Новый сноп искр осыпал мужиков, вершивших свое черное, варварское, но, как им казалось, справедливое дело. У бывшего ближе всех к огню Евстолия затлела пола полушубка. Он нелепо заплясал на месте, принялся свежим снегом тушить занявшийся, было, огонек.
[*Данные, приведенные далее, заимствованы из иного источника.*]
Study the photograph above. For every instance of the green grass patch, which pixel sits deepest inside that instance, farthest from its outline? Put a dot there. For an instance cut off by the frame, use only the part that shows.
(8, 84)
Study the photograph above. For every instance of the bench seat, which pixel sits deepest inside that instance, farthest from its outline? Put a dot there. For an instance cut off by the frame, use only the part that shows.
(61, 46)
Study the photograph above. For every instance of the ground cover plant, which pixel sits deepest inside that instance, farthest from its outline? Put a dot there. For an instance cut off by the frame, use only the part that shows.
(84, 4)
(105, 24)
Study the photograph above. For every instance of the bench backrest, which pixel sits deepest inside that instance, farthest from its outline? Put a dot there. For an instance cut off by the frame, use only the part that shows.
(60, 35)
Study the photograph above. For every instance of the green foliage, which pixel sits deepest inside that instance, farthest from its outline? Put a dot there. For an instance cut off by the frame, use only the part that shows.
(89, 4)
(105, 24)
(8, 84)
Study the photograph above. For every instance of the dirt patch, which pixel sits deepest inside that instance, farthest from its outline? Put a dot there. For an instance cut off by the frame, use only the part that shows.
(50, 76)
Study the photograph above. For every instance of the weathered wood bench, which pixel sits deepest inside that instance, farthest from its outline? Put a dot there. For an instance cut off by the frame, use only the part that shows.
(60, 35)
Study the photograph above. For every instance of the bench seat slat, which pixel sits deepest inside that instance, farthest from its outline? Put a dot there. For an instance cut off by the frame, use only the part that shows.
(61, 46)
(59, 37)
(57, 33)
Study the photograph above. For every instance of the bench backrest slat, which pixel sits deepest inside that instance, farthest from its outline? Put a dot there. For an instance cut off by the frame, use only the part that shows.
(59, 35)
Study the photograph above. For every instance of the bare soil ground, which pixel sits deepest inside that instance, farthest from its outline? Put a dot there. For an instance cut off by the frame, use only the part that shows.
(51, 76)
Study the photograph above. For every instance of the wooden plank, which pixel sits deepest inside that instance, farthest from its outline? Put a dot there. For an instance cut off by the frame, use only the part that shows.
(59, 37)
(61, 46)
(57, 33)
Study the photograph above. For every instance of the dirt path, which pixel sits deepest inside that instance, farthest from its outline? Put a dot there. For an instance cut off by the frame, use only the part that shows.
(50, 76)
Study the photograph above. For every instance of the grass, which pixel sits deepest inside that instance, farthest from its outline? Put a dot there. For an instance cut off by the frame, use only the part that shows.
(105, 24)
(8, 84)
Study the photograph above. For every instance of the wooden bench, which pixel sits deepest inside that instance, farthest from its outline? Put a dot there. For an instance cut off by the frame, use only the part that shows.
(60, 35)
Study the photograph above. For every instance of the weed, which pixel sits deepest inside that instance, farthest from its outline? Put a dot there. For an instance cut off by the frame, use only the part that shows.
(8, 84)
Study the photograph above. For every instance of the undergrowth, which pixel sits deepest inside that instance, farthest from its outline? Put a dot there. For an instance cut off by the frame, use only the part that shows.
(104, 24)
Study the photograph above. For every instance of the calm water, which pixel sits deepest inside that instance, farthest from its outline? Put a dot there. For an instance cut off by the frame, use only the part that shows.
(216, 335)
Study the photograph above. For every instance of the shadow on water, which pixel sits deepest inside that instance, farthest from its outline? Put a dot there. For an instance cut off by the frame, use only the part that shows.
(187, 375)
Из пылающей избы снова донесся надрывно кашляющий, хриплый голос:

- Болваны! Не я ли вас лечил травами да заговорами? Не твоего ли, Вавилка, коня на ноги поставил? Коровы, вишь ли… - он отчаянно захаркал. – Езжай ты вовремя к этому, как его звать? Ветерану? Ветенару? тьфу ты, черт, в Усть-Цильму, он бы твою скотинку…

- У меня, что ли, деньги водятся на ветенара? – крикнул Вавила. – И поделом тебе, колдун, сгинешь в огне, никто не прослезится – ни жены, ни детей, ни родичей, все одно ты одинец!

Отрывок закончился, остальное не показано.